Before we get to baseball, can we talk about Ben Franklin? In the mid-18th century, when Franklin was advocating a federal union of colonies, no European model was found to be workable for the new country. Franklin, and our other founders, saw greater wisdom in the true owners and stewards of the new land — the Native Americans. In fact, Franklin and his friends were blown away by the Constitution of the Iroquois Confederacy and advocated many of their ideas, such as equality, natural rights, freedom of religion, property rights — and especially one of the Iroquois laws that resonated to Franklin as not only wise but critical:
‘In all our deliberations, let us first consider the impact on the next seven generations.’ Please take one moment and think about that. Franklin was impressed by the way his elder friend Canasstego, speaker for the Great Council at Onondaga, addressed stewardship of the earth, spoke of how hunting and fishing and burning areas were carefully regulated so as not to over-impact the land. Environmental regulations were the cornerstone of the Iroquois democracy that Franklin campaigned to adopt. Why force a failed model on the new land, one that the founding fathers were trying to escape, when the true keepers of the new land had it down to a science. An earth science that was also their spirituality (and still is).
20 years after Franklin’s argument was defeated at the Albany Congress, Thomas Jefferson still looked to the Iroquois Nations for wisdom in blueprinting our American system of government.

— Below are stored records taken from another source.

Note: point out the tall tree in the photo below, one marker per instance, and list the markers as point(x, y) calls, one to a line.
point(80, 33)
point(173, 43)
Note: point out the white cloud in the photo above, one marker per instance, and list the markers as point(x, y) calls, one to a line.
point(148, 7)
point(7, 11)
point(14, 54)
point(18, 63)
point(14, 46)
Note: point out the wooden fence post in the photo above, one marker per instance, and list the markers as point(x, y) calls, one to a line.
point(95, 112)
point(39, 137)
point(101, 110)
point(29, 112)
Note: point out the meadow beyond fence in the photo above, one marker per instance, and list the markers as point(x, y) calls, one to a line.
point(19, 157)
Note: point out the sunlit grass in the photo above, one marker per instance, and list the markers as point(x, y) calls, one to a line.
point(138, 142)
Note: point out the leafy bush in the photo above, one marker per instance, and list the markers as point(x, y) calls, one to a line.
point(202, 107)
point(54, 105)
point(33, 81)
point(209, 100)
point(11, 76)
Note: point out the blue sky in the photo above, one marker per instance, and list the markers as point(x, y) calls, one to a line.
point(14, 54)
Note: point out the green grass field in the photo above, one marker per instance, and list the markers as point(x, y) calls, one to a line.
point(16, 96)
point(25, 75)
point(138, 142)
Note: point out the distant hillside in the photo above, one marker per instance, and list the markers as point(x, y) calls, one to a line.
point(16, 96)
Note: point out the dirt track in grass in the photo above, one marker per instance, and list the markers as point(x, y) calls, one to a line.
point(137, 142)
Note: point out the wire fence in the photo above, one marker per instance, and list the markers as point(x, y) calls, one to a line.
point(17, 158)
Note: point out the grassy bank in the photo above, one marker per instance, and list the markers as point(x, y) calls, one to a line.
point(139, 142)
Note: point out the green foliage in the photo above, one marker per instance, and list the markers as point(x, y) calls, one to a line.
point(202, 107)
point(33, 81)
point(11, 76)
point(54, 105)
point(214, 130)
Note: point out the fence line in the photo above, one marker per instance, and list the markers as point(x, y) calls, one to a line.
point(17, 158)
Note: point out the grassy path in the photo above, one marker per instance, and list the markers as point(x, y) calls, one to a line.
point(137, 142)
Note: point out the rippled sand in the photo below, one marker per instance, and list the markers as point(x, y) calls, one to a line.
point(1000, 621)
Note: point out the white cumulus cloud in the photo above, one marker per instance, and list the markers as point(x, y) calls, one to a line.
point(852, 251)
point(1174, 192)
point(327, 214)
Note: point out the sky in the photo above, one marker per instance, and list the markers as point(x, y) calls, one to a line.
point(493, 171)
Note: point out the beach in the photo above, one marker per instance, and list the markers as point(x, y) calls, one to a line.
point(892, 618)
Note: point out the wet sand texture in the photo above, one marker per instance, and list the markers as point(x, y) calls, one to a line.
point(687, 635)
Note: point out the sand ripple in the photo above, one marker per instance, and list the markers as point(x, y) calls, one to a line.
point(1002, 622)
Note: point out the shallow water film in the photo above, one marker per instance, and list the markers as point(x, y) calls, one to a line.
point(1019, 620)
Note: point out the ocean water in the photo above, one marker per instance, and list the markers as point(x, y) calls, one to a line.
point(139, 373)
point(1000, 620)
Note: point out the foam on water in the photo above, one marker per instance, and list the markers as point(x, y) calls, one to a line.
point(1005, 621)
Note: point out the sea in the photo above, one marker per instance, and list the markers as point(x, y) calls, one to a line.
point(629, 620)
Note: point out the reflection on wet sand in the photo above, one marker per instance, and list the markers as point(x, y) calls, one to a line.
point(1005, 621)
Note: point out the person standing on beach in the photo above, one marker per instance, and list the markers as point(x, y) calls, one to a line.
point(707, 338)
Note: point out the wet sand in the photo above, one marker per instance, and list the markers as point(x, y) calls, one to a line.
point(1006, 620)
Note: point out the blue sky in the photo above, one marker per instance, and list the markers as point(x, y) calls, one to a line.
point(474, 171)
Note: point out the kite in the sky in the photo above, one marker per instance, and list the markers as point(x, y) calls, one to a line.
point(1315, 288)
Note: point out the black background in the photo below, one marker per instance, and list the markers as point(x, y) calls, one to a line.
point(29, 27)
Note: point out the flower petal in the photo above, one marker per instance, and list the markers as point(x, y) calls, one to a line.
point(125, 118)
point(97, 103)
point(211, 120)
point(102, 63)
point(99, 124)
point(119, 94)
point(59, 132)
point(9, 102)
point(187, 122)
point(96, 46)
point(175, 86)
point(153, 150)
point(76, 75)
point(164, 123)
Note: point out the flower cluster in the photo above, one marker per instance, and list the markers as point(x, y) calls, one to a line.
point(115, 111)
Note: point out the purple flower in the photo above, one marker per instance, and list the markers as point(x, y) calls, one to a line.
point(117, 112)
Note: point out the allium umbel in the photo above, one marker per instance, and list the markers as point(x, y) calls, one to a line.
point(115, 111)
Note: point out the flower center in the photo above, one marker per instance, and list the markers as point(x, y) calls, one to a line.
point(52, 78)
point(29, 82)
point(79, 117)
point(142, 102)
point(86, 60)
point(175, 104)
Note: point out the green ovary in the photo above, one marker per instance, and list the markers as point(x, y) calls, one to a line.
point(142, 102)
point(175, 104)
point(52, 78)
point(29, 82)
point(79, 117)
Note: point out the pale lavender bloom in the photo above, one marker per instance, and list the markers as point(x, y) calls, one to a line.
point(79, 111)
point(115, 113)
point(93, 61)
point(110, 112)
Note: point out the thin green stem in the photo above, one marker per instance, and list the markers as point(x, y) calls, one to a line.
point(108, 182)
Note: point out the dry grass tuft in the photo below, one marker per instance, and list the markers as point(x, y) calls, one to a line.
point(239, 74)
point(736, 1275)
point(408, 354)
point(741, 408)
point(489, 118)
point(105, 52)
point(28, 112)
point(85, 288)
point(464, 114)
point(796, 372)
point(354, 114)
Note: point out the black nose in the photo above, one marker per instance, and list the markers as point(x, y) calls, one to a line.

He stopped just short of including the rightful inheritance of the seventh generation in the Bill of Rights, but if Ben Franklin had his way, it would have been there — and we would not still be debating (although, Sir, the world’s greatest scientists strongly believe that debate reached a conclusion long before your new position).
I ask that in all our deliberations, let us first consider the impact on your children and mine, and their children. Because with a scorched earth there’s no baseball. When you find yourself in the bottom of the ninth inning and you still have a chance to pull out a win, there’s no more time for debate. No more time for placing a priority on selling merchandise in the stands. We’re all one team, one tribe.